Log Cabins
Everything my father ever gave me was because it did not fit in his log cabin. I'm talking about the one he moved into after twenty years of about ten moves that he and my mother made since Me.
The first time he called me up, a couple years ago, the familiar tones of his voice, jumped out of sealed cells in my head.
That again was right after my older brother Rich and Shannon got married. I knew they had married. When you don’t get invited, you have a way of finding out more than if you were.
Shannon proved she can have babies. She had one from a previous marriage but that was enough baby-making for Rich. He would rather adopt a child than have one.
So Rich married Shannon and a phone call resulted to me in my cozy pad in a crowded city.
"Hey Vernon," says dad, talking like he had last called me yesterday, "I need you to come look at some stuff I have for you. I think you might like it for your new apartment."
I had not told him about my new apartment and the four I had moved through in the last few years, but like I said, there is a way of getting to know things that people don’t tell you.
"Thanks dad," I said. I had probably sung all the way as I drove to his then home, only to find a moving van parked in the driveway.
"Hi," I say as I go in the open door, wondering if anyone was in. Were people moving out or in?
Dad is covered in peanuts and packing grit as I come in. He and mom are taking out old pictures and packing them in and he has this giant bag of Styrofoam peanuts, some flying around and swirling about his heads like little green birds.
"It's me dad, Vernon," I Say.
"Oh Hi son, I have your stuff ready for you, its all in the next room."
He motions me to the room and I see the large wooden magnolia sideboard with the straight wooden lines in the grain and I am reminded sharply just before I tighten my tongue that dad does not like that I notice these things.
I go back and he says, "That will be ten thousand dollars for all that."

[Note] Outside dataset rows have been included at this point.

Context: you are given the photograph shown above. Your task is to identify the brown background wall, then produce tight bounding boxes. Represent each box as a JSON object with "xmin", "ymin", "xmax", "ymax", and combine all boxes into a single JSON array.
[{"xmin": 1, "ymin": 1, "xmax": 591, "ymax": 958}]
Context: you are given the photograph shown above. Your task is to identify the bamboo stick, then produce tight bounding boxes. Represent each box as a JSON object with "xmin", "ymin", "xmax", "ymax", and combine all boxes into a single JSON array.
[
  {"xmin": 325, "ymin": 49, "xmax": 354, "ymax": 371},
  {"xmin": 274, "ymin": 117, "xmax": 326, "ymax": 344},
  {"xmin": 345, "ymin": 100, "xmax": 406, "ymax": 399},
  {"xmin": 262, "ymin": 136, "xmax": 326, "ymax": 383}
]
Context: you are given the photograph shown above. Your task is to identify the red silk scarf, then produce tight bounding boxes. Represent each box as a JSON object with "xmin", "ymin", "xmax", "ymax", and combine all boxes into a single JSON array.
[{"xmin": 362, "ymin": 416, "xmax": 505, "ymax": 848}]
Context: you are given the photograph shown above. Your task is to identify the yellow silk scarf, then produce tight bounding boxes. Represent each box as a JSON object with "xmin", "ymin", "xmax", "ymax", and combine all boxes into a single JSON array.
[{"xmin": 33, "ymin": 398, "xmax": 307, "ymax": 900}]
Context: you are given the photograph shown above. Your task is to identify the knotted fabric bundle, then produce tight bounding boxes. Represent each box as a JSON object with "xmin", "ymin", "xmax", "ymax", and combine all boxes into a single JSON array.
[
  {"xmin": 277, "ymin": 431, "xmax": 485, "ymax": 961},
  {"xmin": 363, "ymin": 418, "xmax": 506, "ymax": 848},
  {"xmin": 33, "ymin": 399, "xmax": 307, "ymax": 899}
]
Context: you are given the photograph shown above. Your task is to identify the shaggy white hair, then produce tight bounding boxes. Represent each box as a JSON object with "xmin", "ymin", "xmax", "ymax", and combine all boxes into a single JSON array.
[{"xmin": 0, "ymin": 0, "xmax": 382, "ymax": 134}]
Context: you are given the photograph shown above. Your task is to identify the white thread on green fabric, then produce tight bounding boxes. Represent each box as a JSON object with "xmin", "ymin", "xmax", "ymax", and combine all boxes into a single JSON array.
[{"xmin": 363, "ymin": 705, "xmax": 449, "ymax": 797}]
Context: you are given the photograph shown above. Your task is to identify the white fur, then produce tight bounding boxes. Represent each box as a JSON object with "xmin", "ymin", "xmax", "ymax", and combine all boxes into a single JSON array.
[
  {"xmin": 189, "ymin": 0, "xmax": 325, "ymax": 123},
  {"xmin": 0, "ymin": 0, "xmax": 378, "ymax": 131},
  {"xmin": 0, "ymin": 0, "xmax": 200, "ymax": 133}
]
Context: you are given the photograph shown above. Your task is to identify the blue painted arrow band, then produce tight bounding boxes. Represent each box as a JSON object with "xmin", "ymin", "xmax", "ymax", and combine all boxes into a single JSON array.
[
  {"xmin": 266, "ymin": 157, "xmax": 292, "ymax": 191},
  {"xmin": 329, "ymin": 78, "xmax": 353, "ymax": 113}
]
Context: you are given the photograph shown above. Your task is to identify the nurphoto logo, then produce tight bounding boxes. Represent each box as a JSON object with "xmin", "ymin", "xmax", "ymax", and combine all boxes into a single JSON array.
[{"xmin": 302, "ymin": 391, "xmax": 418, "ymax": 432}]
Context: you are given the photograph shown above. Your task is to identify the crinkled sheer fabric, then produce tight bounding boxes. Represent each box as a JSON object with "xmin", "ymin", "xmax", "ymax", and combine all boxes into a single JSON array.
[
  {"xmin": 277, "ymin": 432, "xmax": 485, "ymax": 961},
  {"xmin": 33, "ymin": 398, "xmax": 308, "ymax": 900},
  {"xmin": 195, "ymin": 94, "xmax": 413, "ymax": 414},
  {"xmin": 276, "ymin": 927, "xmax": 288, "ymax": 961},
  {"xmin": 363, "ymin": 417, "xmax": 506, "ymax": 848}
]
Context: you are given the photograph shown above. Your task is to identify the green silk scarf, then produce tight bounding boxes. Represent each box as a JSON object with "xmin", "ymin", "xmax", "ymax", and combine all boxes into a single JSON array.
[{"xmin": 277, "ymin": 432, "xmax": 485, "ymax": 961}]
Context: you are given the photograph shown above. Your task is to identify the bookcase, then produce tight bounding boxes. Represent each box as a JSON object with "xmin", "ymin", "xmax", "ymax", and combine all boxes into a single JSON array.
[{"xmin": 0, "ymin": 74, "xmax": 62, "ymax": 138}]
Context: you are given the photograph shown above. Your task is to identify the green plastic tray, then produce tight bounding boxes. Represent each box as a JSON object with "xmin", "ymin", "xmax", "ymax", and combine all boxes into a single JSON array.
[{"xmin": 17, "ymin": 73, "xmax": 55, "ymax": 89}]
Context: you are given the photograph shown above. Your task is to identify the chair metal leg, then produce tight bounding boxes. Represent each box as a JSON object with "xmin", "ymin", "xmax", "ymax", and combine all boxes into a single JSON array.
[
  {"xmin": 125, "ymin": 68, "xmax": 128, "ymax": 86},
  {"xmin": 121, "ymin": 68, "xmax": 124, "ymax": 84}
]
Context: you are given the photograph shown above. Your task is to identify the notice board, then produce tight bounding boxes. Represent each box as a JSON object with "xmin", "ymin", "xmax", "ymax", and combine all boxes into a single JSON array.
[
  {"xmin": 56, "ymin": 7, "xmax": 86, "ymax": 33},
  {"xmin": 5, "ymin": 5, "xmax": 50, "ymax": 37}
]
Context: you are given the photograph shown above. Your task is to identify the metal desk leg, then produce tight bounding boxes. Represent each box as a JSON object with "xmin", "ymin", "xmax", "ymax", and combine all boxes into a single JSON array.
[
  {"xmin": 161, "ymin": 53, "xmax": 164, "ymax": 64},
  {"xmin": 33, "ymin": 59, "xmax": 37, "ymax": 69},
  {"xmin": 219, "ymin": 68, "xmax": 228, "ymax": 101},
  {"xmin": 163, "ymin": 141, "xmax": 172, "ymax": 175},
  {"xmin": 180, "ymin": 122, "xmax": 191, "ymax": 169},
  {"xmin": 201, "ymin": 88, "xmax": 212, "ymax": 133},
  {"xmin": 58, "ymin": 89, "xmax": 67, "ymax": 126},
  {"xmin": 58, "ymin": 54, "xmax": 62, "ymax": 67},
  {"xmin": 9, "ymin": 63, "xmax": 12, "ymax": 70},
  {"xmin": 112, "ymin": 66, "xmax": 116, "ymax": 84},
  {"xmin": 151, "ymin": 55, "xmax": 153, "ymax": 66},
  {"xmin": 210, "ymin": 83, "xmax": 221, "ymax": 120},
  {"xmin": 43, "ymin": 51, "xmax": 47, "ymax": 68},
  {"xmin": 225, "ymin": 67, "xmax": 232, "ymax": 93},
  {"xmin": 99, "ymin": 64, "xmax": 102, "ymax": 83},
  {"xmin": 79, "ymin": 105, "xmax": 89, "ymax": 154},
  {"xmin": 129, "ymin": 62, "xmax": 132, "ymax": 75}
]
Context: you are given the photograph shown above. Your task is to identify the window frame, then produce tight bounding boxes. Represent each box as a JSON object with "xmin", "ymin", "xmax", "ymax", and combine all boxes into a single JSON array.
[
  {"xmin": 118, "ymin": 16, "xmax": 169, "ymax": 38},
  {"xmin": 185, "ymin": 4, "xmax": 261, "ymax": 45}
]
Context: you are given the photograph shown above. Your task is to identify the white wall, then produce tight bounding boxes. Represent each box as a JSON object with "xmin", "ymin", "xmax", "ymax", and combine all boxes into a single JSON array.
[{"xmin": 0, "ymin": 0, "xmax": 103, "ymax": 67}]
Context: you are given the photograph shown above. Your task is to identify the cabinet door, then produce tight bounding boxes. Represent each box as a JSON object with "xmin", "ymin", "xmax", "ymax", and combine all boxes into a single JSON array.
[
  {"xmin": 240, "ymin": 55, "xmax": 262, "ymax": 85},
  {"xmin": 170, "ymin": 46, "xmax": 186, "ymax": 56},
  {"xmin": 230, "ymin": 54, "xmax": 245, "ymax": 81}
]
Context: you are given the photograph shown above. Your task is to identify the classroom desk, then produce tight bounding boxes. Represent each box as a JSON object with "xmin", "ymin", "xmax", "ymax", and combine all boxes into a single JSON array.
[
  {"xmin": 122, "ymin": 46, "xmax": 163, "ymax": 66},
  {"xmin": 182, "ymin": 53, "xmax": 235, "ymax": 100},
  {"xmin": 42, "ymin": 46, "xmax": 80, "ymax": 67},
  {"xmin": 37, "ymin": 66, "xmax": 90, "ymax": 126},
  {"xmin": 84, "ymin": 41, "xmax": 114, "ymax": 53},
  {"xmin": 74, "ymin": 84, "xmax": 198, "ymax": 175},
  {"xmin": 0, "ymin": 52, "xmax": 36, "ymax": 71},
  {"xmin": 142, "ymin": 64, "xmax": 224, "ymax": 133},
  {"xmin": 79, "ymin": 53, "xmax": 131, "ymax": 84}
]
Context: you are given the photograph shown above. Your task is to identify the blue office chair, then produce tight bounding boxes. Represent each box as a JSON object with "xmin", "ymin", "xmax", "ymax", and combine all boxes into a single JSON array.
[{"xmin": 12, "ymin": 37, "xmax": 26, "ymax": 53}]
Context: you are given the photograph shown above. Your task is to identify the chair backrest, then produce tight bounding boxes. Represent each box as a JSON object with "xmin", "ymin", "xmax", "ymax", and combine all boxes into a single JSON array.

I freeze and look at him, the words rearranging themselves in my head, the way they do when you cant believe what you heard and the replay only changes what you understood.
He says after a pressure filled fifteen seconds, "I would have asked Rich to buy the stuff, but he and Shannon are planning to have a baby, they need to save their money."
He is confident I am not going to need money for babies.
"Were moving to a log cabin in Maine," he says. "We've been here two years. It became time to move again son. You know," he says and turns away so I don’t see what happens to the shine in his eyes.
Mom is crying in the background. She had always cried at night since Me. Sometimes I would wake up in the night and she would be crying. I would stand at her door and listen and wonder how dad could not hear her while sleeping beside her.
She waves at half mast to me and I write a check to Dad and he loads all the stuff in my van and I drive off so he does not see what happens to the shine in my eyes.
It was time they had to move again and I blame myself again.
Funny how sometimes the last time you see people happens a long time ago and later you realize, that time I saw them had been a last time. That was two years ago.
There would be no more moving for mom and dad. Apparently one lonely night they had driven off the bridge that led to their log cabin.
Rich must still have been busy planning that baby because I beat him to the cabin. There is a sad sense of Déjà vu because I see a U-Haul in the driveway and it is filled with log-cabin size furniture.
I go in and the house is almost empty. I slowly enter their small sun-chinked rooms. I see my mom's bed and there is a faded old-fashioned looking picture on it. Their marriage photo! I see photos of her holding baby Rich and baby me. She was sad then too.
I think of mom and the life she had led. All those tears that had never quite washed enough out. How she must have felt moving every two years.
She and dad must start out right and slowly people come to ask about your children and then you tell them carefully about Rich and his family and then gently talk about you other son, Me. Time passes and then you tell a little more and a little more and then you’ve told them pretty much what you swore you would not tell, but facts have a way of coming out in the telling.
Once everyone knows and gives you that little space in which you see clearly that they know, that’s when you move. I look around her bedroom and slowly lock the cabin. What was in it is no longer there. I look at the photo one last time. I thought at first it had been mine, but it is dad.
How long had mom been crying before Me, I wondered. Who was it that had wanted to move? What of all those un-caught bedroom tears.
I learned that they had left everything to Rich. The secret, it died with Me.